Ekspertka: dalsze wzrosty cen paliw, przed wakacjami nawet ponad 5 zł za litr
W 2017 roku możemy spodziewać się wzrostu średniorocznych cen paliw o około 8-12 proc. To może oznaczać, że krótkookresowo, jeszcze przed wakacjami średnie ceny paliw na stacjach w Polsce mogą przekroczyć 5 zł za litr benzyny Pb95 i oleju napędowego – przewiduje Urszula Cieślak z BM Reflex.

Jak przyznała, od początku 2017 roku na stacjach możemy obserwować dalsze podwyżki cen benzyn i oleju napędowego, choć może w skali nieco mniejszej niż miało to miejsce w grudniu ub. roku.
– Będzie to kontynuacja wzrostowej tendencji cen paliw, wynikającej przede wszystkim ze wzrostu cen ropy naftowej na światowych rynkach, ale także osłabienia złotego wobec dolara amerykańskiego – podkreśla Cieślak.
W związku z tym, należy się spodziewać wzrostu średniorocznych cen benzyn i oleju napędowego w okolicach 8-12 proc.
– To może oznaczać, że krótkookresowo na stacjach średnie ceny w Polsce wzrosną do poziomu 5 zł, a być może przekroczą poziom 5 zł za litr – mowa zarówno o benzynie bezołowiowej 95 jak i oleju napędowym – dodaje.
Prognozy BM Reflex
Według prognozy BM Reflex średnioroczny poziom cen paliw w 2017 roku może wynieść: dla Pb95 – 4.75 zł za litr, ON – 4.65 zł/l, a LPG – 2,20 zł/l.

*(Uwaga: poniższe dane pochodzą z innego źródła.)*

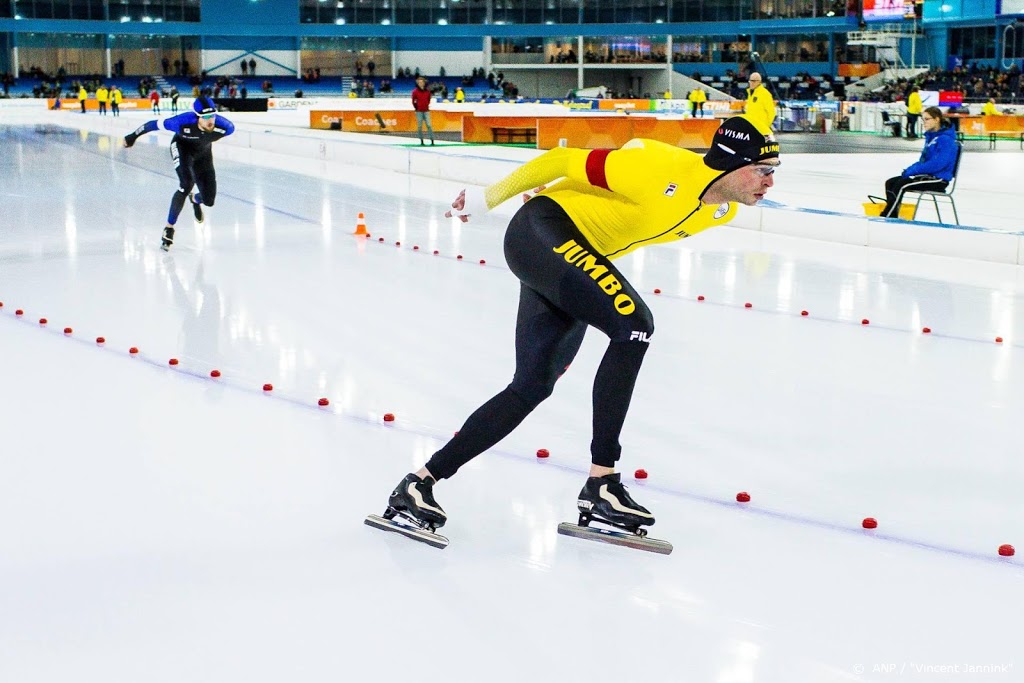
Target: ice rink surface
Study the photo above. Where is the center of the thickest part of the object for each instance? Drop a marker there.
(162, 525)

Zdaniem Cieślak, u podstaw wzrostów cen paliw notowanych od listopada 2016 r., a których kontynuacji należy się spodziewać w I połowie 2017 roku, leży przede wszystkim decyzja producentów ropy naftowej o ograniczeniu wydobycia, która ma być realizowana od początku tego roku.
Przypomniała, że 30 listopada w Wiedniu zapadła jedna z historycznych dla całego rynku ropy naftowej decyzji. OPEC po raz pierwszy od ośmiu lat zdecydował się na redukcje wydobycia o 1,2 mln baryłek ropy dziennie. Dodatkowo na początku grudnia o blisko 0,6 mln bbl/d zmniejszyć produkcję zobowiązały się również kraje spoza OPEC, głównie Rosja.
– W sumie ten wolumen dostaw ropy na rynki światowe od nowego roku powinien być mniejszy prawie o 1,8 mln baryłek ropy dziennie – dodaje.
Sama decyzja już wpłynęła na wzrost cen ropy naftowej na świecie, ale dopiero po wejściu jej w życie, a ściślej od stopnia realizacji porozumienia i ograniczenia produkcji będzie zależał poziom cen surowca w 2017 roku.
– Początek nowego roku pokaże, w jakim stopniu producenci, którzy przystąpili do porozumienia będą stosowali się do tych ustaleń i w jakim stopniu będą ograniczali te dostawy – ocenia ekspertka BM Reflex.